Der Tresor kommt vor der Waffe, denn die sichere Aufbewahrung ist Voraussetzung, nicht Zubehör: Schon beim Antrag sind die getroffenen oder vorgesehenen Aufbewahrungsmaßnahmen nachzuweisen (§ 36 Abs. 3 WaffG in Verbindung mit § 13 AWaffV). Dazu kommen Bedürfnis, Voreintrag und Waffenbesitzkarte (§§ 4, 8, 10 Abs. 1 Satz 3 WaffG) sowie die Behördengebühren.

Am Ende von Jahr eins steht die Gesamtrechnung: Kleinkaliber mit kleinem Tresor und sparsamem Einkauf bei grob 1.500 bis 2.000 Euro, 9 Millimeter neu mit großem Schrank und voller Ausrüstung bei grob 3.000 bis 3.500 Euro. Danach wird es ruhiger als gedacht, rund 300 bis 700 Euro im Jahr für Beitrag, Munition und Standgebühren. Der eigentliche Kostentreiber über die Jahre ist nicht die Waffe, sondern das Kaliber.

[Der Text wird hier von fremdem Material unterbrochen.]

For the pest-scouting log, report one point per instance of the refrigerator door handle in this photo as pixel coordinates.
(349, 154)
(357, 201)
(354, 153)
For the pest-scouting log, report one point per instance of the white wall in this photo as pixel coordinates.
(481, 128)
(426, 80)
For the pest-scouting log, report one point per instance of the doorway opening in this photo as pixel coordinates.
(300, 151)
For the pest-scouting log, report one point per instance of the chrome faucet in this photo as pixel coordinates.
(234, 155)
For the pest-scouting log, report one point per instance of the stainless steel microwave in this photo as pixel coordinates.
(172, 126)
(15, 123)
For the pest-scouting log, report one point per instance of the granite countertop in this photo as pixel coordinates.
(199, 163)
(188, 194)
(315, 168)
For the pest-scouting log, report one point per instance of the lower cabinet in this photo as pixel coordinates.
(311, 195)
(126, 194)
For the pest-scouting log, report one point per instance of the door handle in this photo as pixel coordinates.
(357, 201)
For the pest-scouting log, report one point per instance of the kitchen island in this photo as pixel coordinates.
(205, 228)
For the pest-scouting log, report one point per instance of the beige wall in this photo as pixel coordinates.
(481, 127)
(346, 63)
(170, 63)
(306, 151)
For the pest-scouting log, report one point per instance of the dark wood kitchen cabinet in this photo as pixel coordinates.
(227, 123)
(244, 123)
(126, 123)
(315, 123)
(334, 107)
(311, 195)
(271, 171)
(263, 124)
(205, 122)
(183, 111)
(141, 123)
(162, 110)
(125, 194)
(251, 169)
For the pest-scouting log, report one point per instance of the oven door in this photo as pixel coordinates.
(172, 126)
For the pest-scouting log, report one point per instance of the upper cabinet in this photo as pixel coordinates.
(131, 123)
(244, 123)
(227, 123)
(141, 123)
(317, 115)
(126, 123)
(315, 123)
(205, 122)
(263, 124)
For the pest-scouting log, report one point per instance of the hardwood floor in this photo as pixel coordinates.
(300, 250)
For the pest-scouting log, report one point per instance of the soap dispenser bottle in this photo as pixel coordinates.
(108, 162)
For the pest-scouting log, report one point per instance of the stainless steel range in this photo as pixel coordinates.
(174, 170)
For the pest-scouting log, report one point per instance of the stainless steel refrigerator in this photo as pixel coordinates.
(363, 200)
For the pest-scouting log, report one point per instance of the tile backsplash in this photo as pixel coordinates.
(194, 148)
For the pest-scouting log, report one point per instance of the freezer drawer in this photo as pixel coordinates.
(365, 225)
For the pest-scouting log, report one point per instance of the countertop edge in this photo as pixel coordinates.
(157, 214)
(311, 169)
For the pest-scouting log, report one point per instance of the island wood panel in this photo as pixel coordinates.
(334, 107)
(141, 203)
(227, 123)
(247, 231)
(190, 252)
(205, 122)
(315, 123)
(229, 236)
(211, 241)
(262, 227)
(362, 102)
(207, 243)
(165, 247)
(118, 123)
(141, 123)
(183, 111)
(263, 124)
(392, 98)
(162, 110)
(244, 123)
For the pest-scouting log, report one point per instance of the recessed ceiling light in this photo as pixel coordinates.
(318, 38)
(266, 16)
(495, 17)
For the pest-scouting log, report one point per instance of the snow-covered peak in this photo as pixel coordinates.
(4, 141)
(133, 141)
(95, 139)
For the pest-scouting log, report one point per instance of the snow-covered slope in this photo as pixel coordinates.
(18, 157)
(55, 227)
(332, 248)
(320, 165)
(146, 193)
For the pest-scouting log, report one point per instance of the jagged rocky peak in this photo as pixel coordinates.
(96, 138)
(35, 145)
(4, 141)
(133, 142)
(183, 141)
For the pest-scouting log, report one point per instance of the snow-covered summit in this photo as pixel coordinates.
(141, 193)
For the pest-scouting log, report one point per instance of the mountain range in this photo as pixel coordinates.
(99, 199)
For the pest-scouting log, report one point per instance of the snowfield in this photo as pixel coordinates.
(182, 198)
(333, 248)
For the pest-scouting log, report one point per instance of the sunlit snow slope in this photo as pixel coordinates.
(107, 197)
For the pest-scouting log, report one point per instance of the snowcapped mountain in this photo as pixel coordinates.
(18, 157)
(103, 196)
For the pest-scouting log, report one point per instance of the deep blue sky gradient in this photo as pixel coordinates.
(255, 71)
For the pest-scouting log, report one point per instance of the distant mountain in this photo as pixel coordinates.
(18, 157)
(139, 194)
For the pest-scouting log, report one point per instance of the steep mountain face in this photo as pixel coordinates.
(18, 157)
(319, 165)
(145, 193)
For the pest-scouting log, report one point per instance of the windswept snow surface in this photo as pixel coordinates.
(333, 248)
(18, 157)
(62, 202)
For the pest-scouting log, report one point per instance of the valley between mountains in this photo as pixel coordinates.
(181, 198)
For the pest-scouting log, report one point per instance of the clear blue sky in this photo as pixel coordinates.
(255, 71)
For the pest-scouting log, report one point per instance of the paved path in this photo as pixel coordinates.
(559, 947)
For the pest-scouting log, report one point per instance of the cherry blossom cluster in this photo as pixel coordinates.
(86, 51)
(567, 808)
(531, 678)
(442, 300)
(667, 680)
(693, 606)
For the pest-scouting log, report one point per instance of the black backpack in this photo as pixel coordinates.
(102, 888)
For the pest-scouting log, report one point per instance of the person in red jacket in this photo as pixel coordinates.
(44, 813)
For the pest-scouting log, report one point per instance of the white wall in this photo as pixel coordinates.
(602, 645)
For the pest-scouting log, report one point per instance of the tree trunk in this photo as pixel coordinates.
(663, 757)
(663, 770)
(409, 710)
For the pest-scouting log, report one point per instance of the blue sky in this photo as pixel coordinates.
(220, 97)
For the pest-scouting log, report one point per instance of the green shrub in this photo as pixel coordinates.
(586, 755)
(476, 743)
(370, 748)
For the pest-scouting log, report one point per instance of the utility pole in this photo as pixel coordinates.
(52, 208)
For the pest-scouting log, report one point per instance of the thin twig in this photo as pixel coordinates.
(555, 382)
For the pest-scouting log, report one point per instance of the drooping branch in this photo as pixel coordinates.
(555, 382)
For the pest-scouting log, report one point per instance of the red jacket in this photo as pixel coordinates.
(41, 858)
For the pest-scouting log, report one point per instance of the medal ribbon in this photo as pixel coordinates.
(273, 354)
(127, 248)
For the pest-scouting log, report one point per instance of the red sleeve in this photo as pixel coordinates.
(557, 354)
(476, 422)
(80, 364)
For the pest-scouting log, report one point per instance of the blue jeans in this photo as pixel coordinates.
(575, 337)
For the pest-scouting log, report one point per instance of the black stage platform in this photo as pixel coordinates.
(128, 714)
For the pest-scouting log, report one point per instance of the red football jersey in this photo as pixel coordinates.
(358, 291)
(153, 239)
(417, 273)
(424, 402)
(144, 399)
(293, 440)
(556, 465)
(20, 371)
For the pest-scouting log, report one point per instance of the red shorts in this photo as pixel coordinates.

Das Video zeigt außerdem, wie ein Bestand wachsen darf (in der Regel höchstens zwei Schusswaffen in sechs Monaten, § 14 Abs. 3 WaffG, dazu das Grundkontingent aus § 14 Abs. 5 WaffG), was die Behörde wann nachprüft und warum Wartung und Wertverlust harmloser sind als ihr Ruf. Zum Schluss vier Schützentypen mit vier verschiedenen Rechnungen: Trainingsökonom, Allrounder, Wettkampfschütze und Sammler.

Alle genannten Beträge sind regionsabhängige Spannen und kein verbindliches Angebot.